DATA IS THE NEW OIL - CRUDE OIL

our consultant managing the role
Posting date: 9/2/2013 2:16 PM

When Nasdaq stopped trading this week, it again showed how global firms are at the mercy of a power that created them

"Data is the new oil," declared Clive Humby, a Sheffield mathematician who with his wife, Edwina Dunn, made £90m helping Tesco with its Clubcard system. Though he said it in 2006, the realization that there is a lot of money to be made – and lost – through the careful or careless marshalling of "big data" has only begun to dawn on many business people.

The crash that knocked out the Nasdaq trading system was only one example; in the past week, Amazon, Google and Apple have all suffered breaks in service that have affected their customers, lost sales or caused inconvenience. When Amazon's main shopping site went offline for nearly an hour, estimates suggested millions of dollars of sales were lost. When Google went offline for just four minutes this month, the missed chance to show adverts to searchers could have cost it $500,000.

Michael Palmer, of the Association of National Advertisers, expanded on Humby's quote: "Data is just like crude. It's valuable, but if unrefined it cannot really be used. It has to be changed into gas, plastic, chemicals, etc to create a valuable entity that drives profitable activity; so must data be broken down, analyzed for it to have value."

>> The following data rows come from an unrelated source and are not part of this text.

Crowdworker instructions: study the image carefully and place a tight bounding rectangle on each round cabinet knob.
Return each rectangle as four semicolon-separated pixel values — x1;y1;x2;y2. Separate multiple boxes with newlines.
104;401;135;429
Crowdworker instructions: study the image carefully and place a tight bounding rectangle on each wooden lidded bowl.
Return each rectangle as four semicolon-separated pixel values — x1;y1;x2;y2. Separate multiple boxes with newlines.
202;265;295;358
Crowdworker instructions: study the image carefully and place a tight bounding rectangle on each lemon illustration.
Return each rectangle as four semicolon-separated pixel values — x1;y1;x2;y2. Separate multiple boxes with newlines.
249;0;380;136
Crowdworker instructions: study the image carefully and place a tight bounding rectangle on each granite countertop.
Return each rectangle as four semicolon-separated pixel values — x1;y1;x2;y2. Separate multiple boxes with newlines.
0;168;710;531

For Amazon and Google especially, being able to process and store huge amounts of data is essential to their success. But when it goes wrong – as it inevitably does – the effects can be dramatic. And the biggest problem can be data which is "dirty", containing erroneous or garbled entries which can corrupt files and throw systems into a tailspin. That can cause the sort of "software glitch" that brought down the Nasdaq – or lead to servers locking up and a domino effect of overloading.

"Whenever I meet people I ask them about the quality of their data," says Duncan Ross, director of data sciences at Teradata, which provides data warehousing systems for clients including Walmart, Tesco and Apple. "When they tell me that the quality is really good, I assume that they haven't actually looked at it."

That's because the systems businesses use increasingly rely on external data, whether from governments or private companies, which cannot be assumed to be reliable. Ross says: "It's always dirty."

And that puts businesses at the mercy of the occasional high-pressure data spill. Inject the wrong piece of data and trouble follows. In April, when automatic systems read a tweet from the Associated Press Twitter feed which said the White House had been bombed and Barack Obama injured, they sold stock faster than the blink of an eye, sending the US Dow index down 143 points within seconds. But the data was dirty: AP's Twitter feed had been hacked.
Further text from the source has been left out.